The grinding flow moved on relentlessly and I, my cozy house, the village with its connected lives, its quarrels and summer picnics, my mother in the golden light of her kitchen, my dog wolfing his kibble, were all tiny, irrelevant.

Sometimes a tempting, flat, solid sheet of ice formed in a shallow cove . What about a crossing? Courageous people had crossed icy rivers, I had read that in books. Slaves. Yes, sometimes they died. Sometimes they made it to the other side, freedom, a new life.

I edged out onto the ice a few feet from the bank and stamped hard to test it. Sploosh, cold water filled my boot and I felt no bottom. I jerked back as if my mother had yanked me, found a dry spot to sit and pour the river out. The wind was cold on a wet sock on a dying afternoon. The evening settled on the river in a fine mist.

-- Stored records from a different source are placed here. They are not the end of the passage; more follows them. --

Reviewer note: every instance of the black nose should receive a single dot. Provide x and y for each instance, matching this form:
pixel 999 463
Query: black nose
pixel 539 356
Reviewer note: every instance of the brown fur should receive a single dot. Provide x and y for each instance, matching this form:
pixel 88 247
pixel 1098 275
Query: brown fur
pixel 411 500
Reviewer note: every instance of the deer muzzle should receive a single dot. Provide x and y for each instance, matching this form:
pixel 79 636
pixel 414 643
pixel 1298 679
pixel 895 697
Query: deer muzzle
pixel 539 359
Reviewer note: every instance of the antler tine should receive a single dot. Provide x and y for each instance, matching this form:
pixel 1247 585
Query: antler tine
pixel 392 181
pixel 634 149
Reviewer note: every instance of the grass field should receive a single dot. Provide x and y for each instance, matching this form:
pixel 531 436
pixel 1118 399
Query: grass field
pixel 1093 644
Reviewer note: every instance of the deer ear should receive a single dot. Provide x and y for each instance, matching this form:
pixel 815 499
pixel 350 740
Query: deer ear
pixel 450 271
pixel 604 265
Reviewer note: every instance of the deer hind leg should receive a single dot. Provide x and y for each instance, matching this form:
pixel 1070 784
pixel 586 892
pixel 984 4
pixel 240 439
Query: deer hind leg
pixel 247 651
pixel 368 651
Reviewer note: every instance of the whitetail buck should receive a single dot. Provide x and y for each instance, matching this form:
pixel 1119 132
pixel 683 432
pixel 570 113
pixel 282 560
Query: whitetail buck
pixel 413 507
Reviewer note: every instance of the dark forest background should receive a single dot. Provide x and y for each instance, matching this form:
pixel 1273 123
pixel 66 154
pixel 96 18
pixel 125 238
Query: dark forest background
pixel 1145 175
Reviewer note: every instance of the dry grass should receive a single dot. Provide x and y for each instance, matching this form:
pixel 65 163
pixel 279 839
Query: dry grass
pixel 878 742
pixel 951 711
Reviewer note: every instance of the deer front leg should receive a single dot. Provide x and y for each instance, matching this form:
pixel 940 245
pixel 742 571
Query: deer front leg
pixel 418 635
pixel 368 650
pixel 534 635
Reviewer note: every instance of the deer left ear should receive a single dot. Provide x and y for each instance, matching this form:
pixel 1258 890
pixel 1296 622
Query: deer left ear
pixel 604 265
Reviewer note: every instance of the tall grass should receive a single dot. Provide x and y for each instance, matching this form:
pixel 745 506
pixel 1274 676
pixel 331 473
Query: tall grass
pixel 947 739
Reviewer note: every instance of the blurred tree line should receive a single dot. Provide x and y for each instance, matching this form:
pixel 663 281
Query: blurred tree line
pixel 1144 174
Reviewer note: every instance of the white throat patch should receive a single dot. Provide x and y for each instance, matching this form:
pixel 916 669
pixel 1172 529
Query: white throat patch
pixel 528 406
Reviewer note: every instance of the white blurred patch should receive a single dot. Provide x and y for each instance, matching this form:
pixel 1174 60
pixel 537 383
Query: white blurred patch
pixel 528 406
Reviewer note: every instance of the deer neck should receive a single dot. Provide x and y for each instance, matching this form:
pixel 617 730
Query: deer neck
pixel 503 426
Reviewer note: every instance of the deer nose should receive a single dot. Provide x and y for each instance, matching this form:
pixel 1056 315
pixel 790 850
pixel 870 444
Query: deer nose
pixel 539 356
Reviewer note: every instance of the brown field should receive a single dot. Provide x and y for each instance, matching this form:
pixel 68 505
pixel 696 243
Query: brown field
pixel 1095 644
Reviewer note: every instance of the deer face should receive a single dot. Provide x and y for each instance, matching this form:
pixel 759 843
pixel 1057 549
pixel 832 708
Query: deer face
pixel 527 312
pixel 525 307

I headed back uphill, a blister forming on my wet heel. Back through the tangle of scrubby woods, barely able to find the little path. It didn’t matter, really, I just had to walk up and sooner or later I’d come to the two-lane road that paralleled the river. My house, which I had left behind on my great exploration, was rooted securely on that road, either to the right or left, so I could not get lost.

Would my mother know I had put my foot on the ice? I would tell her something else. I would tell her I had found another hide-away, one with vines. No, not vines, this was the wrong season for vines.

I would tell her I looked for an adventure but I hadn’t found it. Although I had. And I would find it again.